Despite these facts, some continue to fight what they see as a federal leviathan that acts extra-constitutionally all the time. But the federal government has the primary role in national security. Although comprehensive detention legislation has proved elusive, the language in the NDAA reflects the considered and constitutionally binding judgment of Congress and the president on an issue over which the federal government properly holds sway.
Since Sept. 11, 2001, al-Qaeda and its affiliates have recruited terrorists in the United States. Under the law of armed conflict — which predates the 2001 attacks — enemy combatants, regardless of citizenship, may be detained for the duration of the hostilities.
Virginia’s new law sends mixed messages to state employees, especially law enforcement officials.

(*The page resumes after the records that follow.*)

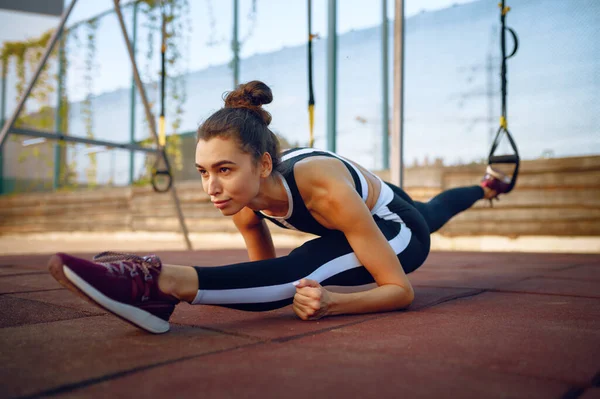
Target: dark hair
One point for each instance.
(244, 119)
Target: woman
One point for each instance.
(369, 230)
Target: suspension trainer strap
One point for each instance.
(311, 95)
(161, 177)
(503, 129)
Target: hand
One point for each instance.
(311, 301)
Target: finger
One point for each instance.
(300, 312)
(307, 301)
(305, 282)
(310, 292)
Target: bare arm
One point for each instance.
(336, 204)
(256, 235)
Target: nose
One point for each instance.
(213, 186)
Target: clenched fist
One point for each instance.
(311, 301)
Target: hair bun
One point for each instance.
(251, 95)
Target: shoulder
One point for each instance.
(246, 218)
(322, 178)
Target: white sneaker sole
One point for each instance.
(132, 314)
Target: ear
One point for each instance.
(266, 165)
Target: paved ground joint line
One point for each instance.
(23, 274)
(124, 373)
(32, 291)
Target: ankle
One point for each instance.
(179, 281)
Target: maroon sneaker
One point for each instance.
(126, 285)
(496, 181)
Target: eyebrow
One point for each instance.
(217, 164)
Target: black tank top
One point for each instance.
(298, 216)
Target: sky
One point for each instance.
(277, 24)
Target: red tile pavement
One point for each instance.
(482, 325)
(291, 370)
(557, 286)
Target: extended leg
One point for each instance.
(443, 207)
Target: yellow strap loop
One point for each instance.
(505, 10)
(503, 122)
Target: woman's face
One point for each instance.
(228, 175)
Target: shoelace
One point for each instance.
(145, 263)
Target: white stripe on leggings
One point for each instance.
(279, 292)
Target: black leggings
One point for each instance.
(267, 284)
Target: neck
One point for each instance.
(272, 197)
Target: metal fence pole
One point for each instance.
(151, 122)
(332, 75)
(132, 109)
(385, 131)
(235, 45)
(58, 121)
(2, 118)
(55, 35)
(396, 171)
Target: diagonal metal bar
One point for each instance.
(8, 125)
(151, 120)
(80, 140)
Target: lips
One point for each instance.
(221, 204)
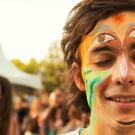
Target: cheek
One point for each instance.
(95, 83)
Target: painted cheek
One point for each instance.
(95, 81)
(123, 67)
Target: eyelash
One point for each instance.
(105, 61)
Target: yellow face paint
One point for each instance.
(112, 33)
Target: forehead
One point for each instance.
(118, 23)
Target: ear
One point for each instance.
(76, 72)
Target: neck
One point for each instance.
(99, 128)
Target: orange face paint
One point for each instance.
(118, 19)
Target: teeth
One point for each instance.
(124, 99)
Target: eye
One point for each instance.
(104, 60)
(102, 38)
(132, 34)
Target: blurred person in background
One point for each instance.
(74, 120)
(44, 98)
(32, 120)
(85, 120)
(53, 118)
(5, 105)
(22, 110)
(98, 45)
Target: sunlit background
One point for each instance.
(32, 60)
(28, 27)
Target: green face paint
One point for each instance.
(93, 79)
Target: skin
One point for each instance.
(107, 66)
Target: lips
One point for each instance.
(123, 99)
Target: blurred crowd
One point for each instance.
(45, 115)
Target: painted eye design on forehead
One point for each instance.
(103, 38)
(132, 34)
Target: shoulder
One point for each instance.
(75, 132)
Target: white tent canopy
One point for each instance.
(16, 76)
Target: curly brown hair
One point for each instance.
(81, 21)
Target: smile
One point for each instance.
(123, 99)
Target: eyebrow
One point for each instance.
(102, 48)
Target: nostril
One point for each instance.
(130, 83)
(119, 83)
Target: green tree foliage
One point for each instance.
(51, 68)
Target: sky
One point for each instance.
(28, 27)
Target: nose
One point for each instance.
(123, 74)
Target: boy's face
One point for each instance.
(108, 69)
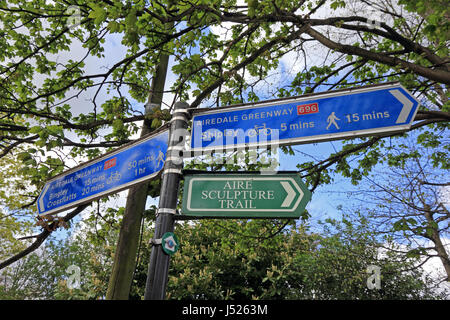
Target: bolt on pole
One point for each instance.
(158, 267)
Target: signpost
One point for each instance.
(341, 114)
(244, 196)
(110, 173)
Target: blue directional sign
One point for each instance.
(110, 173)
(341, 114)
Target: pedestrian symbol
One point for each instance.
(332, 121)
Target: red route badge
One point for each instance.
(110, 163)
(308, 108)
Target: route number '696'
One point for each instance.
(308, 108)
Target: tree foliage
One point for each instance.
(63, 99)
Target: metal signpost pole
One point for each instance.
(159, 260)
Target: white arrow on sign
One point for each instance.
(290, 194)
(407, 105)
(41, 199)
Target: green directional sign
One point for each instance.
(244, 195)
(170, 243)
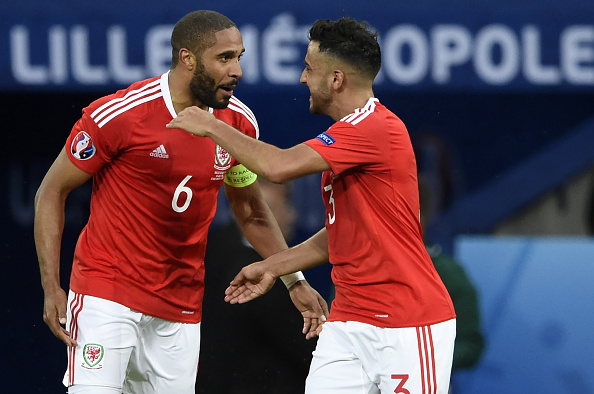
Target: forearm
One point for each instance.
(308, 254)
(254, 154)
(49, 225)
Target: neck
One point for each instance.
(348, 101)
(181, 97)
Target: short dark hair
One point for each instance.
(196, 32)
(350, 41)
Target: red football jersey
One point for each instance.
(381, 270)
(154, 197)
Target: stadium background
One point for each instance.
(498, 98)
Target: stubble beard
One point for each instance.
(204, 89)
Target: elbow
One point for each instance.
(279, 174)
(277, 177)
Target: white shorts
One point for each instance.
(125, 350)
(358, 358)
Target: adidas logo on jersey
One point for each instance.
(160, 152)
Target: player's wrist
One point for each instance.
(290, 279)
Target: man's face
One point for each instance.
(317, 76)
(218, 71)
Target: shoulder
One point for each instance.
(240, 116)
(136, 98)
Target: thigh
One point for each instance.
(106, 333)
(413, 360)
(166, 359)
(334, 367)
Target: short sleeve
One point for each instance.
(90, 147)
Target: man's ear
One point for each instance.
(187, 59)
(337, 79)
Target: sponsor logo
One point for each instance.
(82, 146)
(222, 159)
(160, 152)
(92, 355)
(326, 138)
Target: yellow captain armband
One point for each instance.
(239, 176)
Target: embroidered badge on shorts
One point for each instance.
(93, 354)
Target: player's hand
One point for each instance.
(312, 306)
(54, 315)
(251, 282)
(193, 120)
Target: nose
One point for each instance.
(236, 71)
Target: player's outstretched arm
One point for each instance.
(60, 180)
(251, 282)
(256, 279)
(312, 306)
(289, 164)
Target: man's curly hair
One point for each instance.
(349, 41)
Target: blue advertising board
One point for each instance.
(427, 45)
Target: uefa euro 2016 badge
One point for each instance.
(222, 159)
(92, 356)
(82, 146)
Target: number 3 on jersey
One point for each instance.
(331, 217)
(182, 188)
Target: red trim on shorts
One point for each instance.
(76, 307)
(427, 359)
(432, 359)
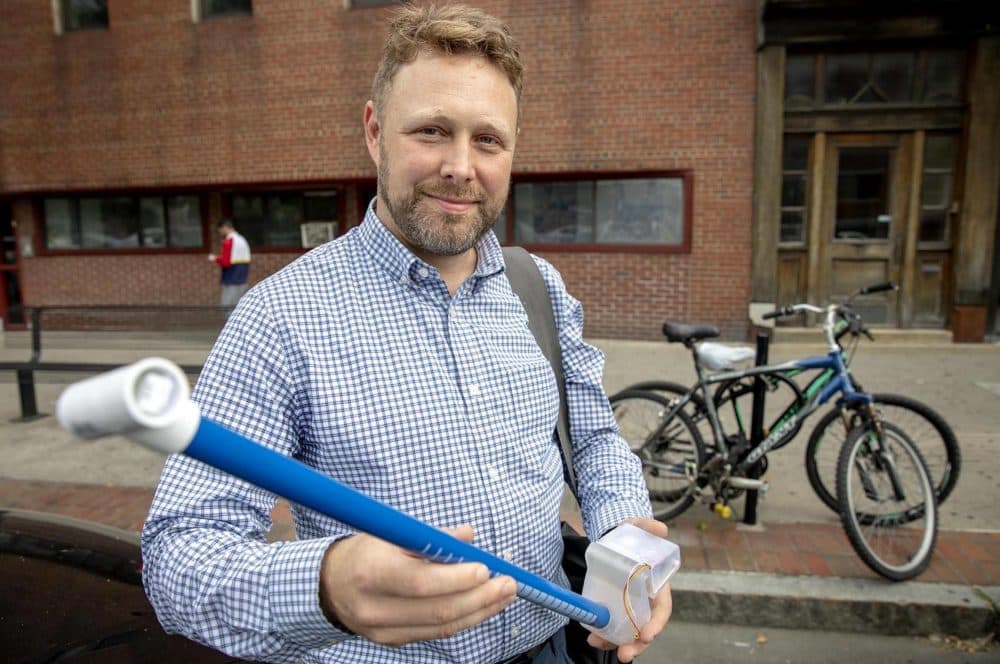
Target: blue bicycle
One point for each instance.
(887, 502)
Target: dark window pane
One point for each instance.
(935, 190)
(800, 80)
(943, 76)
(795, 153)
(933, 225)
(84, 14)
(862, 194)
(152, 222)
(940, 151)
(184, 216)
(321, 206)
(554, 212)
(224, 7)
(109, 223)
(641, 211)
(285, 215)
(846, 76)
(792, 226)
(793, 190)
(59, 225)
(892, 76)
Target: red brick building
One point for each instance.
(127, 128)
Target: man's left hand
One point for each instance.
(661, 607)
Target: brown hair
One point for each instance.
(449, 29)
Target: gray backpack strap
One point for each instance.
(526, 280)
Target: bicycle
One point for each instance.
(926, 427)
(679, 468)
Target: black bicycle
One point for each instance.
(925, 427)
(887, 505)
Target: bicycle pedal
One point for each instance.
(722, 510)
(747, 483)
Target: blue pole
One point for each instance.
(297, 482)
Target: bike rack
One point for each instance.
(756, 427)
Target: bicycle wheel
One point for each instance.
(928, 430)
(671, 451)
(694, 409)
(734, 404)
(886, 501)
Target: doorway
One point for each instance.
(863, 223)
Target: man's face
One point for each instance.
(444, 147)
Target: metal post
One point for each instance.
(756, 428)
(26, 390)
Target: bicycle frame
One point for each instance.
(835, 378)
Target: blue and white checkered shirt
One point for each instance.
(356, 360)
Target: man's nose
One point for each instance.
(457, 164)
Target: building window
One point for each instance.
(82, 15)
(286, 219)
(364, 4)
(644, 212)
(213, 8)
(838, 79)
(123, 222)
(794, 178)
(936, 183)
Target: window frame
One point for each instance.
(198, 13)
(41, 223)
(60, 8)
(340, 224)
(687, 187)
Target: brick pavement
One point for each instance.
(707, 543)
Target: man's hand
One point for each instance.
(389, 596)
(661, 607)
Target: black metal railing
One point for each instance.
(102, 319)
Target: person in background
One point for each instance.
(234, 259)
(398, 360)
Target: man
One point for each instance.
(398, 360)
(234, 259)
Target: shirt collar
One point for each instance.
(399, 262)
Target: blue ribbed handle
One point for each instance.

Imagine a state trooper pulling over a speeder and finding out through an ID check that the FBI has an alert for the driver as a suspected al-Qaeda operative. What should the trooper do if he knows or suspects the driver is a U.S. citizen? Do his duty and detain the suspect, which violates Virginia law? Or simply write the speeding ticket and send the driver on his way, not telling the FBI or the military, consequences be damned?
Although the federal government has no inherent constitutional right to compel state officials to help in combating al-Qaeda, since 9/11 it has funneled billions of dollars to all states that require fulsome cooperation from state law enforcement authorities. Meanwhile, state National Guard forces, when deployed overseas, are subject to federal control. For these reasons, Virginia’s legislation violates the federal law.
Beyond these practical concerns, Virginia’s legislation, especially if followed by more states, sends a powerful message that delegitimizes not just the military detention of captured enemy combatants but also the entire laws-of-war architecture. Legitimacy of government policies matters a great deal in our democracy. Unfortunately, it already was heavily battered, primarily by the left, during the George W. Bush administration.
The tea party members who are pushing for these state actions may not know that the Obama administration has, after some initial equivocation, endorsed the laws-of-war paradigm and has retained most of the Bush administration’s policies. This extremely positive development provides much-needed bipartisanship in this key area of national policy.
The Virginia legislation, and similar legislation in other states, violate the U.S. Constitution. It has nothing to do with states’ rights. It is a dangerous mistake, perpetrated by groups and people who misunderstand detainee law, including the NDAA, or who, since Sept. 11, have viscerally opposed the laws-of-war paradigm. Whatever their motivations, they are wrong, and their efforts should be strongly opposed.